The TRS R consists of the following rules:

first(0, X) → nil
first(s(X), cons(Y, Z)) → cons(Y, n__first(X, activate(Z)))
from(X) → cons(X, n__from(s(X)))
first(X1, X2) → n__first(X1, X2)
from(X) → n__from(X)
activate(n__first(X1, X2)) → first(X1, X2)
activate(n__from(X)) → from(X)
activate(X) → X

Q is empty.
We have to consider all minimal (P,Q,R)-chains.
We use the reduction pair processor [13].
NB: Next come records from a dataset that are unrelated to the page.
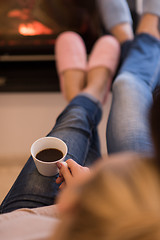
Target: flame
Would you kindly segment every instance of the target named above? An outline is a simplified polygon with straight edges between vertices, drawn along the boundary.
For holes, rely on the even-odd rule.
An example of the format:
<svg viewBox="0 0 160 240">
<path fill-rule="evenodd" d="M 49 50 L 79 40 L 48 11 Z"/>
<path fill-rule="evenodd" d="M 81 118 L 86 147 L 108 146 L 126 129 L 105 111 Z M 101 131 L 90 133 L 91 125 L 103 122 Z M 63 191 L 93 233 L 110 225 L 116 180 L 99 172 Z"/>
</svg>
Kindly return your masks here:
<svg viewBox="0 0 160 240">
<path fill-rule="evenodd" d="M 53 34 L 53 30 L 44 26 L 42 23 L 33 21 L 32 23 L 21 23 L 19 25 L 19 33 L 23 36 L 34 36 L 34 35 L 49 35 Z"/>
</svg>

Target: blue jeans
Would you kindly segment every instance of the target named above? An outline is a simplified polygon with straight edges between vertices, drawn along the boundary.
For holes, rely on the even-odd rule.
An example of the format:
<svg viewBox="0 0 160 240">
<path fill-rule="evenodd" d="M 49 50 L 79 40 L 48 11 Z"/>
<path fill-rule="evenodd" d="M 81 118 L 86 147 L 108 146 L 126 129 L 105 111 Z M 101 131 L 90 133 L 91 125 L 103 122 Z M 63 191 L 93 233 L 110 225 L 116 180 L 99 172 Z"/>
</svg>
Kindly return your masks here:
<svg viewBox="0 0 160 240">
<path fill-rule="evenodd" d="M 160 82 L 160 41 L 140 34 L 123 46 L 124 62 L 112 86 L 107 125 L 108 153 L 153 153 L 149 110 Z M 128 47 L 129 46 L 129 47 Z"/>
<path fill-rule="evenodd" d="M 82 166 L 90 165 L 100 157 L 97 125 L 101 115 L 98 102 L 79 95 L 60 114 L 48 136 L 58 137 L 67 144 L 66 159 L 72 158 Z M 0 212 L 53 204 L 58 193 L 57 176 L 39 174 L 30 157 L 2 202 Z"/>
</svg>

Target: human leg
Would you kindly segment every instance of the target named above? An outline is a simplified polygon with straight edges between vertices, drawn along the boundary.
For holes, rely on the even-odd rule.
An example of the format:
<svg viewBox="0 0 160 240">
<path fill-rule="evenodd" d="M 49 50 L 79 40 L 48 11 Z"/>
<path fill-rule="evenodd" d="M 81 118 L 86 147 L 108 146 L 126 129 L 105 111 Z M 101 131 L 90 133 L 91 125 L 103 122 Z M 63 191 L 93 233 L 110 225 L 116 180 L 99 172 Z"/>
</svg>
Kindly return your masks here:
<svg viewBox="0 0 160 240">
<path fill-rule="evenodd" d="M 100 73 L 98 68 L 97 71 Z M 96 71 L 94 73 L 98 75 Z M 75 69 L 68 69 L 62 74 L 64 82 L 70 80 L 68 76 L 72 76 L 71 80 L 75 82 L 79 82 L 81 79 L 82 84 L 78 84 L 78 93 L 80 93 L 84 83 L 83 71 L 81 74 L 79 69 L 77 72 Z M 95 82 L 90 76 L 89 86 L 86 86 L 86 89 L 74 98 L 73 96 L 77 94 L 77 86 L 75 88 L 72 86 L 70 89 L 69 84 L 66 83 L 65 94 L 72 100 L 57 118 L 54 128 L 48 135 L 59 137 L 66 142 L 68 146 L 67 158 L 72 158 L 82 166 L 89 165 L 100 157 L 97 125 L 102 114 L 99 100 L 104 94 L 103 88 L 106 85 L 106 79 L 103 75 L 98 77 L 97 83 L 94 84 Z M 98 92 L 96 88 L 99 89 Z M 1 213 L 24 207 L 33 208 L 53 204 L 58 192 L 56 178 L 57 176 L 44 177 L 40 175 L 30 157 L 4 199 L 0 207 Z"/>
<path fill-rule="evenodd" d="M 151 30 L 146 27 L 146 15 L 141 18 L 132 48 L 113 84 L 107 126 L 109 153 L 132 150 L 151 154 L 153 150 L 148 112 L 159 82 L 160 42 L 155 16 L 150 21 Z"/>
</svg>

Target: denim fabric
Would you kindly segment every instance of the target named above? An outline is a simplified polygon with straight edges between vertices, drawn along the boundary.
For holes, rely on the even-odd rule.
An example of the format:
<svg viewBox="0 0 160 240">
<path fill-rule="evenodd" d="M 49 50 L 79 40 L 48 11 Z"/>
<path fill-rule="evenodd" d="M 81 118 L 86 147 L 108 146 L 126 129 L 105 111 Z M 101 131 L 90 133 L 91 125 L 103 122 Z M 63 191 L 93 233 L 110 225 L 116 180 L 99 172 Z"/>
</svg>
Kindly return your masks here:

The following pairs can be oriented strictly and are deleted.


ACTIVATE(n__first(X1, X2)) → FIRST(X1, X2)
The remaining pairs can at least be oriented weakly.

FIRST(s(X), cons(Y, Z)) → ACTIVATE(Z)
Used ordering: Combined order from the following AFS and order.
ACTIVATE(x1)  =  x1
n__first(x1, x2)  =  n__first(x2)
FIRST(x1, x2)  =  x2
s(x1)  =  s(x1)
cons(x1, x2)  =  x2

Lexicographic path order with status [19].
Precedence:
trivial

Status:
s1: multiset
nfirst1: multiset

The following usable rules [14] were oriented: none



↳ QTRS
  ↳ DependencyPairsProof
    ↳ QDP
      ↳ EdgeDeletionProof
        ↳ QDP
          ↳ DependencyGraphProof
            ↳ QDP
              ↳ QDPOrderProof
QDP
                  ↳ DependencyGraphProof

Q DP problem:
The TRS P consists of the following rules:

FIRST(s(X), cons(Y, Z)) → ACTIVATE(Z)

The TRS R consists of the following rules:

first(0, X) → nil
first(s(X), cons(Y, Z)) → cons(Y, n__first(X, activate(Z)))
from(X) → cons(X, n__from(s(X)))
first(X1, X2) → n__first(X1, X2)
from(X) → n__from(X)
activate(n__first(X1, X2)) → first(X1, X2)
activate(n__from(X)) → from(X)
activate(X) → X

Q is empty.
We have to consider all minimal (P,Q,R)-chains.
The approximation of the Dependency Graph [13,14,18] contains 0 SCCs with 1 less node.